Yukarıdaki karakter soldan sağa doğru bir gelişim geçirmiştir. Bu karakterin ilk yazılma şekli en soldaki olup günümüzdeki yazım şekli ise en sağ taraftaki 示(shi) dır. En soldaki sembolde alttaki kare bir taşı ifade etmektedir.Üzerindeki dik çizgi eski Çinlilerin kullandığı vazo şeklindeki yiyecek kabını ve en üstteki yatay çizgi de yiyecek manasına gelmektedir. Eskiden Çinliler putların önüne kurbanlık bırakırlardı. Bu kurbanlıklar bazen et bazen meyve bazen de çok değerli takı malzemeleri olurdu. Bu eşyalar kıymetlerine binaen bir kabın içine konulup putun hemen önündeki taşın üzerine konulurdu. Bu taşlar bazen bir musalla taşı büyüklüğünde olduğu gibi bazen de küçük bir çay sehpası büyüklüğünde olabiliyordu. Günümüzde ise bu karaktere yemeği taşın üzerine bırakan eller eklenmiş ve son halini almıştır (示 altta sağ ve solda). Bu karakterin ilk keşfinden günümüze dek 3500 yıl geçmiş olmasına rağmen ilk şeklini korumayı kısmen başarmıştır. İşin ilginç tarafı ise bu karakter eskiden putlara kurban bırakılan taş manasına gelirken günümüzde göstermek ve çıkarmak manasına gelmektedir. Aslında biraz düşününce sözcüğe ilk anlamından çok da uzak olmayan bir anlam yüklenmiştir. Çünkü Çinliler putlar daha iyi görsün diye yada onlara daha iyi göstermek için putların hemen önündeki yüksekçe taşın üzerine yiyeceklerini koyuyorlardı.
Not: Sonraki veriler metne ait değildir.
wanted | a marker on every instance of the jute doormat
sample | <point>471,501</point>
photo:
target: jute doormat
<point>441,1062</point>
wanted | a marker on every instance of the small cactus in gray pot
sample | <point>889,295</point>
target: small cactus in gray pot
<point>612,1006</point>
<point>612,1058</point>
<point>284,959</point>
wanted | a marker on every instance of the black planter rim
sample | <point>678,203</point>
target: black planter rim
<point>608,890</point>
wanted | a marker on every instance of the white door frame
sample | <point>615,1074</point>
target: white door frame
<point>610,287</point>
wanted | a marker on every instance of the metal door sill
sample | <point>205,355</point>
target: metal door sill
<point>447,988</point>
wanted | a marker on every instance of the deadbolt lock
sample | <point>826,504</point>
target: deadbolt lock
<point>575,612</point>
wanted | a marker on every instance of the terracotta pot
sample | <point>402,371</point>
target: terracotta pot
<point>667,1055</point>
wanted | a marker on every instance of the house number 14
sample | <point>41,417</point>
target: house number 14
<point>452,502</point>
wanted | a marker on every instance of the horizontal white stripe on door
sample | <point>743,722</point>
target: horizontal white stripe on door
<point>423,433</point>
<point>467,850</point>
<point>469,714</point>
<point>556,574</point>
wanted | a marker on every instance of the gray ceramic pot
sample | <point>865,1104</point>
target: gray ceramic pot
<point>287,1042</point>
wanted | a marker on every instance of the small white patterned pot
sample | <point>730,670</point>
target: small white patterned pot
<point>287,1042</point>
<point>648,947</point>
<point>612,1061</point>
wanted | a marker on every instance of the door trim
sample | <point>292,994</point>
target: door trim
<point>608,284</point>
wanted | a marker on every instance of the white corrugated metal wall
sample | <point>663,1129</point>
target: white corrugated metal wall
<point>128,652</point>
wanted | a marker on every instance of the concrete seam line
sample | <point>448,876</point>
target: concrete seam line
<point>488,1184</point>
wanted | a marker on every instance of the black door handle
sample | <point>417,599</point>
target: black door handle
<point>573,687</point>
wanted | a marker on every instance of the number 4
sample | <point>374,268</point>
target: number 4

Yukarıdaki tabloda ise 安 (an) karakterinin oluşum süreci verilmiştir. Öncelikle bu karakter antik Çincede bir erkeğin bir kadınla evlenip onu evine alması ve kadının yeni evinde mutlu ve huzurlu bir şekilde yaşaması manasına gelmekteydi. Tablonun en solunda sembolde üst taraftaki üçgenimsi şekil evi temsil etmektedir. Evin içinde dizleri üzerine çökmüş bir kadın vardır. Şeklin kadın olduğu sağ ve soldaki iki yuvarlaktan anlaşılmaktadır. Bu karakter gelişimini yıllar boyu devam ettirip günümüzde son hali olan “安” şeklini almıştır. 安 karakteri modern Çincede huzur ve güven manasına gelmektedir. Karakterin anlamı şu iki şekilde yorumlanmaktadır. Birincisi, kadın kendini sadece erkeğinin evinde huzurlu ve güvende hissetmektedir. İkincisi ise, içinde kadın bulunan çatının altında huzur vardır. Şimdilerin modern Çincesinde huzur ile uzaktan yakından alakalı tüm kelimelerde 安 karakterini görmek mümkün. Mesela 保安, 安全, 治安 kelimeleri sırasıyla güvenlik görevlisi, güvenli olmak, asayiş gibi huzur ile direkt ya da dolaylı yönden bağdaşan kelimelerdir ve hepsi 安 karakterini içermektedir.
Sonuç
Modern Çincede kullanılan kelimeler 1928 yılında Anyang şehrindeki kazılarda gün yüzüne çıkarılan 4500 karakterden sadece 1500 tanesinin farklı kombinasyonlarından meydana gelmiştir. Geriye kalan 3000 karakterin ne manaya geldiğini bulmaya çalışan dilbilimcilere devlet her türlü maddi desteği sağlamaktadır. Aradan geçen asırlara rağmen Çin dilinin kendi özünü koruyabiliyor olması dikkate şayandır.